Professor PhD here. I met Awkward Mom when we were both awkward technical theatre students at Creighton. My parents weren't exactly thrilled I wanted to major in theatre and encouraged me to double major in Communication Studies... One undergraduate honors paper, 7 years of graduate school and a 200-page dissertation and here I am a PhD without a school to professor at... but this post isn't about the aggravation of job hunting in your thirties. You see during all those years of school I dated occasionally but never really "dated" anybody. I am single. I have been single. There has not yet been a possible Mr. Right in my life. I am perfectly okay with this. And, while I am open to marriage and family, I am also okay with the idea of getting a great job and simply helping hundreds of young adults find their voice as they enter the wider world. Other people, however, see this as problem that needs fixing.
I love to sew. I have made complete wardrobes for 4 18inch American Girl type dolls to be sold at the school fundraising auction for my Church. I make PJ's for all 5 of my nieces and nephews for Christmas every year. I have made clothing for myself and for others. I made costumes for Super P. This year I even made Advent Calendars for my nieces and nephews.
It's true that I hate cleaning, especially the putting away step (seriously, I would consider marrying a man who enjoyed folding the laundry and putting it back in the drawers.) but most people are spared that characteristic. They just see a young woman who loves to cook and sew, the perfect skills for a homemaker. I had a co-worker go so far as to tell me how lucky my future husband was going to be and say if he weren't gay he'd consider marrying me just to be so well taken care of. (Just what every girl wants to hear).
This infuriates me. I hate the idea the idea that good cooking skills and crafting are necessarily related to motherhood and homemaking. I feel like it both cheapens my hobbies and talents and insults stay-at-home moms.
It cheapens my cooking and crafting by suggesting they are really only valuable in so far as they will help me catch a man and raise children (and post things on Pintrest to make other moms feel inferior.) It also is insulting to stay-at-home moms whose talents lie in the cuddling, vanquishing dragons, and other less Pinnable realms.
These people don't get that I spend a year making the doll for my Church, not because it takes a year, but because I make it one outfit at a time when I'm feeling crafty, or really want to avoid grading a pile of essays.

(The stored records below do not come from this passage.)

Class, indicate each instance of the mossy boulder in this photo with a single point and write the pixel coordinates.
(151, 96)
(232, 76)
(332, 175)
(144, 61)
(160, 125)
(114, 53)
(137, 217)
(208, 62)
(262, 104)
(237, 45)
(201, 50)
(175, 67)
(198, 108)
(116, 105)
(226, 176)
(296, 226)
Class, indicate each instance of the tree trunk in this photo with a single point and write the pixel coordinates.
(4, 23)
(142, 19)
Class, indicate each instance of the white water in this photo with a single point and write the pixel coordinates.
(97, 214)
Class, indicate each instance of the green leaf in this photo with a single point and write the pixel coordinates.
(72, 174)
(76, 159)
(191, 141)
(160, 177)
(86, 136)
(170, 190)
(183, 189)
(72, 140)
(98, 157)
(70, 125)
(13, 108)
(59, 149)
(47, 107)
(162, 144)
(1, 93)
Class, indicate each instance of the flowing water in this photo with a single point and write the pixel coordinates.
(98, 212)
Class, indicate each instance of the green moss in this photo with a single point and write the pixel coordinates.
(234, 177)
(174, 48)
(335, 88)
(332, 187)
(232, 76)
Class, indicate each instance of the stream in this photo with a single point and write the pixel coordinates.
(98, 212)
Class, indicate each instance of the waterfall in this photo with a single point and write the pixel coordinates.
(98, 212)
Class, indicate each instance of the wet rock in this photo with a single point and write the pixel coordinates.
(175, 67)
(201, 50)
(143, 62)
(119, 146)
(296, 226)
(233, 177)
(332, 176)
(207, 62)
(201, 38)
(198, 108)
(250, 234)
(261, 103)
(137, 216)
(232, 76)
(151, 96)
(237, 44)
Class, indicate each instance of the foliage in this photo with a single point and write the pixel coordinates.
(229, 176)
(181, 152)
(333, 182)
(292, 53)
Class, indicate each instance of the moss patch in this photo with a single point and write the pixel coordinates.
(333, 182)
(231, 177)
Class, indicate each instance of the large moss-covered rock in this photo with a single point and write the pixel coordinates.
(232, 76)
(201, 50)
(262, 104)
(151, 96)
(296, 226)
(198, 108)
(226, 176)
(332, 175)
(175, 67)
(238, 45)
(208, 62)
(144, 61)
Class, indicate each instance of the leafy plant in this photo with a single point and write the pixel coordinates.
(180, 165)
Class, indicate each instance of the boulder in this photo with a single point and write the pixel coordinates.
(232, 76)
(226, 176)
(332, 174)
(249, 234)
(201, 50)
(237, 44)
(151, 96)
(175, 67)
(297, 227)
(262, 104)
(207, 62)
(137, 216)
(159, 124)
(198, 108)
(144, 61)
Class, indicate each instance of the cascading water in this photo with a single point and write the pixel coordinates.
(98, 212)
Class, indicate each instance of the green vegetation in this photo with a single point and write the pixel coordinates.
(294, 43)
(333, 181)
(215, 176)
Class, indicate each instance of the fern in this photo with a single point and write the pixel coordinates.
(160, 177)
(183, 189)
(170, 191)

And, despite the fact I can and have made Beef Burgundy, I'm just as likely to microwave a Hot Pocket for dinner because I don't feel like cooking. And, as a single gal, I get away with it. I don't relish the idea of making gourmet meals every night, and if I were married and had kids I probably wouldn't. I do these hobbies when I am in the mood to do them and put them away when I am not in the mood. I love that I can put them away, and I do, sometimes for months at a time.

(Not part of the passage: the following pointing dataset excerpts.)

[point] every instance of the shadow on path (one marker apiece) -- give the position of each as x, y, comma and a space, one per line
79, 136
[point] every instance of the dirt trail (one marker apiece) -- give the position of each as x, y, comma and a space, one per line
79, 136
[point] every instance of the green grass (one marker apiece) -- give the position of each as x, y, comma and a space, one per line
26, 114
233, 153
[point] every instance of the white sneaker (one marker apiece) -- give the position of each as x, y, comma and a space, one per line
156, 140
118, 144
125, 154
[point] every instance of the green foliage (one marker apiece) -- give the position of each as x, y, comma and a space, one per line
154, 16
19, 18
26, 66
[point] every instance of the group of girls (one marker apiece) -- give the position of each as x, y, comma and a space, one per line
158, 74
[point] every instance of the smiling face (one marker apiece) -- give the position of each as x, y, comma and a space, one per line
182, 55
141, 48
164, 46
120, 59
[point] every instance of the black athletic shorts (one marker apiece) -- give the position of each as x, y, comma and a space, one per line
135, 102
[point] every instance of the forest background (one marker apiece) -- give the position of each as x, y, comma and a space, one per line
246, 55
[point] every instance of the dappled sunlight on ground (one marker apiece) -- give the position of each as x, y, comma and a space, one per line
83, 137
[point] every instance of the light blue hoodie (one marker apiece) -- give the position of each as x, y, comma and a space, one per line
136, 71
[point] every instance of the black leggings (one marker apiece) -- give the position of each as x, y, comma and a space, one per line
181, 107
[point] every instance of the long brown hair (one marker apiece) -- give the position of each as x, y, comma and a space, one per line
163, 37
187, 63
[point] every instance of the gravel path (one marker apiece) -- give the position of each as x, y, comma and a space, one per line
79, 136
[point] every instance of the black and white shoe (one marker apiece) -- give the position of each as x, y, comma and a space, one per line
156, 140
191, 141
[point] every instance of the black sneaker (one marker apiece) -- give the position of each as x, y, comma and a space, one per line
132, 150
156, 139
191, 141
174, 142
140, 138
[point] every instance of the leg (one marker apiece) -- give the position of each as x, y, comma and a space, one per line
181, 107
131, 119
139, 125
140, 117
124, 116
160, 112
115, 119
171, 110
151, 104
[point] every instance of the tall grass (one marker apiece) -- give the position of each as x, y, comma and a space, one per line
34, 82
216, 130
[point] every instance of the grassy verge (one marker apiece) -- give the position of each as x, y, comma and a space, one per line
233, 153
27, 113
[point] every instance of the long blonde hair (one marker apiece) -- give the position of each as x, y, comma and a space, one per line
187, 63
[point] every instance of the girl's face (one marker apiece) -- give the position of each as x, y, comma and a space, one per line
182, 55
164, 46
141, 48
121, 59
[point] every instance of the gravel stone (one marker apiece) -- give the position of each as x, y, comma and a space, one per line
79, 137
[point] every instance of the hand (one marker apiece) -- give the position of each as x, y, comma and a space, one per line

Right now, I am happy with just me and my 20 lb bundle of white fur (also known as my American Eskimo dog 'Milkdud'.) I am happy for all my friends and family who have started families of their own. Please be happy for me even if I never chose that path.Professor PhD, we are totally happy for you, whatever path you chose. Of course, we like the path that makes you friends with Awkward Mom, and we would like a closer path so that we can enjoy the side effects of that friendship more; i.e. souffles and other yummies. And of course, Super P. wants to hang out so he can get some more fashions. I wouldn't let him though, he is likely to steal the dolls.